Kathleen would feign a disconnection from her daughter when in fact the two of them are
close.

“You seem to have a lot of details,” I remark instead.
“I’m sure the two of you have kept in touch.”

“No way in hell.
I’m not about to keep in touch,” Kathleen says, shaking her head.
“There’s nothing good that would come of
it with all the trouble she’s in.
What I don’t need is any more trouble.
What I know I found out from the news.
We have supervised
access to the Internet in the computer lab, and a selection of periodicals and newspapers in the library.
I was working in
the library before they moved me here.”

“That sounds like a good place for you.”

“Warden Grimm doesn’t think you rehabilitate people by depriving them of information so they live in a news vacuum,” she says,
as if the warden might be listening.
“If we don’t know what’s going on in the world, how can we ever live in it again?
Of
course, this isn’t rehab.”
She indicates Bravo Pod.
“This is a warehouse, a graveyard, a place to rot.”
She doesn’t seem to
care who might be listening now.
“What is it you want to know from me?
You wouldn’t be here if you didn’t want something.
Doesn’t matter who asked first, supposedly.
That was lawyers, anyway.”
Kathleen stares at me like a snake about to strike.
“I don’t believe you’re simply being nice.”

“I’m wondering when you finally met your daughter for the first time,” I reply.

“She was born April eighteenth, 1979, and the first time I met her she’d just turned twenty-three.”
Kathleen begins to recite
the history as if she’s scripted it in advance, and there’s a chill around
her now, less of an attempt to be friendly.
“I remember it wasn’t long after Nine-Eleven.
January of 2002, and she said the
terrorist attack was partly why she wanted to find me.
That and the death of those people in California who she ended up with
after getting passed around like a hot potato.
Life is short.
Dawn said that a number of times when she was with me the first
time we met, and that she’d been thinking about me for as long as she could remember, wondering who I was and what I looked
like.

“She said she realized she couldn’t have peace until she found her real mother,” Kathleen continues.
“So she found me.
Right
here at GPFW, but not for the offense I’m currently serving time for.
Drug-related charges back then.
I was out for a while
again and then back in again and feeling really low about it, about as much in despair as I’d ever been, because it was so
damn hopeless and unfair.
If you don’t have money for lawyers or aren’t notorious for doing something really horrible, nobody
cares.
You get warehoused, and here I was warehoused again and one day out of the blue, I’ll never forget my surprise, I get
a request that a young lady named Dawn Kincaid wants to come all the way from California to visit me.”
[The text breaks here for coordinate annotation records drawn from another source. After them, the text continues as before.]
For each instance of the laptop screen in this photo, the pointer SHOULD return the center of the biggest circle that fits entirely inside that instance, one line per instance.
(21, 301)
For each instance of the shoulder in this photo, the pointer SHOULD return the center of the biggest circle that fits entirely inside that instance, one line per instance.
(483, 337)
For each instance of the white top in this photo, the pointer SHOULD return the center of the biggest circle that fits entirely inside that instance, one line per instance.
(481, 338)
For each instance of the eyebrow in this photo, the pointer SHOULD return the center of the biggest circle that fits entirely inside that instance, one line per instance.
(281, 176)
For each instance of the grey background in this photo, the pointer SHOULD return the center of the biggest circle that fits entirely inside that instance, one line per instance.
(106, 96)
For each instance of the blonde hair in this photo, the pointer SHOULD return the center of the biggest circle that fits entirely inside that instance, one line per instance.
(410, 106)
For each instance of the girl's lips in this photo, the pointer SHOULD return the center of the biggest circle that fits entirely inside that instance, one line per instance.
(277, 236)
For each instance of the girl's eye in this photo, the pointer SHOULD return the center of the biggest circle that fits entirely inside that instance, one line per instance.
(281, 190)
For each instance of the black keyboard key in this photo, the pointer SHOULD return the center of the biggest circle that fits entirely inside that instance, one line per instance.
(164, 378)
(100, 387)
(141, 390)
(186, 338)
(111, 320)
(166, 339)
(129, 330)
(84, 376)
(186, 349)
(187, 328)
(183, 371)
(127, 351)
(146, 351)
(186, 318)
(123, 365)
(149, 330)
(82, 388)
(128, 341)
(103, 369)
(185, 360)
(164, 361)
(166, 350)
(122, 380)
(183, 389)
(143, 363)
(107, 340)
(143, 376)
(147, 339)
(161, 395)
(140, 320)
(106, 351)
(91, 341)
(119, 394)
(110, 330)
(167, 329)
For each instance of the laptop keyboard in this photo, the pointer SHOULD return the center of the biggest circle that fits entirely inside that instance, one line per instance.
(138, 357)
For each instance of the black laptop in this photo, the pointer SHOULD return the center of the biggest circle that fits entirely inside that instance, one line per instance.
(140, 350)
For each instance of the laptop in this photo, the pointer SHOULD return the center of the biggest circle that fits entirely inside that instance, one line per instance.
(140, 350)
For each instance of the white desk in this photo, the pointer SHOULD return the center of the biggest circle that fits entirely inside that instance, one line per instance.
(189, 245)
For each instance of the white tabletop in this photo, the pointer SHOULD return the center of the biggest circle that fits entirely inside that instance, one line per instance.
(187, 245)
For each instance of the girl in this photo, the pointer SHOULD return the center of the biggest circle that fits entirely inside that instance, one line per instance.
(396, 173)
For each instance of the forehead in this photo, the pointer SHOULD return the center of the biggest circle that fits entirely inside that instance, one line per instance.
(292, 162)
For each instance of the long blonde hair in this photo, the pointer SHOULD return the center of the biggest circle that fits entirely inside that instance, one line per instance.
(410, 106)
“Did you know that was the name of the daughter you gave up for adoption?”
I’m no longer careful what I ask.

“I had no idea.
Of course, I assumed whoever adopts a baby would give it whatever name they decide on.
I guess the first family
who took Dawn were the Kincaids, whoever they were.”
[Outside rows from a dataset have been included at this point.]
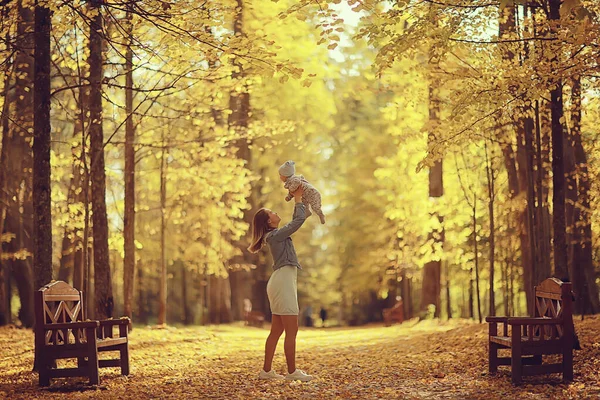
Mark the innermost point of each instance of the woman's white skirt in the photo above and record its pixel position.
(282, 290)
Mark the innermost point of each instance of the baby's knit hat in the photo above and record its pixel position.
(288, 168)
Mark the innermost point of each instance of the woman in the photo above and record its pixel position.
(282, 287)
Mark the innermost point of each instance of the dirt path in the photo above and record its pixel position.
(426, 361)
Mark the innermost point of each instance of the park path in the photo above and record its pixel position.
(428, 360)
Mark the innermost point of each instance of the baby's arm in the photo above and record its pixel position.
(292, 185)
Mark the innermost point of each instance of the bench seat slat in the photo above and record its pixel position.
(110, 342)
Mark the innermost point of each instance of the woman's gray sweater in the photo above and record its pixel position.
(280, 242)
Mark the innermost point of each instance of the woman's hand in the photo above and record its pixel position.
(298, 194)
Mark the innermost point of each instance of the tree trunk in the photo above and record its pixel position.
(102, 277)
(17, 164)
(129, 217)
(220, 300)
(406, 294)
(71, 261)
(491, 194)
(5, 313)
(471, 299)
(184, 296)
(558, 168)
(476, 249)
(42, 227)
(141, 298)
(238, 120)
(162, 292)
(430, 293)
(448, 299)
(583, 271)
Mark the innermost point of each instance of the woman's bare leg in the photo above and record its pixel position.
(290, 325)
(272, 339)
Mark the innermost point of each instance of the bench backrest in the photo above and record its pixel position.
(554, 299)
(57, 302)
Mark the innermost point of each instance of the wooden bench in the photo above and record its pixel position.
(61, 332)
(254, 318)
(550, 331)
(394, 313)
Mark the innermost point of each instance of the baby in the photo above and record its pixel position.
(310, 196)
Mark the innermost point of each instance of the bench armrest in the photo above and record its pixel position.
(112, 322)
(496, 319)
(73, 325)
(534, 321)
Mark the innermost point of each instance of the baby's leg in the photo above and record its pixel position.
(306, 204)
(314, 198)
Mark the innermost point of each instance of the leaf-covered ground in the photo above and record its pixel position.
(428, 360)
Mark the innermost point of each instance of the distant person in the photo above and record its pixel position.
(308, 316)
(323, 315)
(282, 289)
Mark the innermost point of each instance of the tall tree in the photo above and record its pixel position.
(42, 227)
(558, 167)
(491, 182)
(581, 263)
(162, 290)
(129, 217)
(5, 313)
(18, 158)
(104, 303)
(238, 121)
(432, 271)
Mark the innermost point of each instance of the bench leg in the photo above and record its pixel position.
(493, 358)
(568, 364)
(125, 359)
(516, 364)
(92, 363)
(44, 372)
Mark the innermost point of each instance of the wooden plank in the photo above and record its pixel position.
(530, 370)
(538, 351)
(501, 340)
(68, 372)
(548, 295)
(61, 297)
(503, 360)
(102, 343)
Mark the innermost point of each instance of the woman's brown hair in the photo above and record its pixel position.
(260, 227)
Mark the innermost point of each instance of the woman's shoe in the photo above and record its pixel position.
(269, 375)
(298, 375)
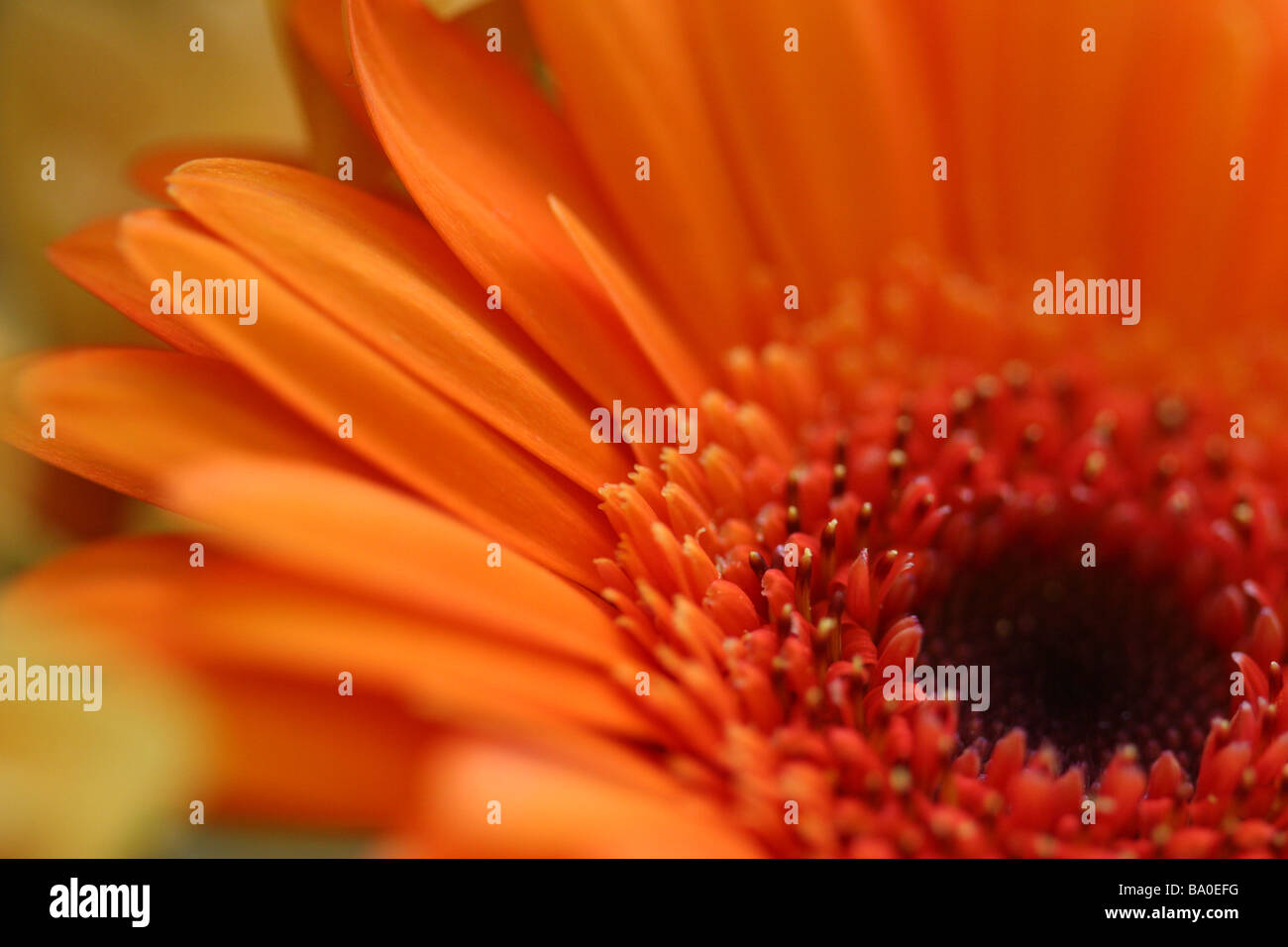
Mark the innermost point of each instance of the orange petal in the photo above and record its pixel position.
(353, 534)
(150, 166)
(93, 260)
(629, 85)
(828, 145)
(399, 425)
(127, 418)
(241, 616)
(552, 809)
(480, 151)
(291, 753)
(669, 354)
(386, 277)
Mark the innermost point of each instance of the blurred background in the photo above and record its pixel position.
(97, 85)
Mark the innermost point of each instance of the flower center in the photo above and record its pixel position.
(1087, 659)
(1102, 553)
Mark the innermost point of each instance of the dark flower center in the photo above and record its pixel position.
(1087, 659)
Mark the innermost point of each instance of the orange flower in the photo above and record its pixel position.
(566, 644)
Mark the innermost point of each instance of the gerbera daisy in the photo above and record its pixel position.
(434, 605)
“Did you name her Dawn, or did they?”

“Of course I didn’t name her.
Like I said, never held her, never saw her.
I was right here when I went into labor prematurely,
right
here at the GPFW in my cell and they rushed me over to Savannah Community Hospital.
After it was over, I was right back in
my cell like it never happened.
It’s not like I got any sort of follow-up.”

“It was your choice to give her up for adoption?”

“What other choice was there?”
she exclaims.
“You give away your children because you’re locked up like an animal and that’s
the way it goes.
Think about the damn circumstances.”

She glares at me, and I say nothing.

“Talk about being conceived in sin and the sins of the parents being passed on,” she says sarcastically.
“It’s a wonder anybody
would want children born under circumstances like that.
What the hell was I supposed to do, give them to Jack?”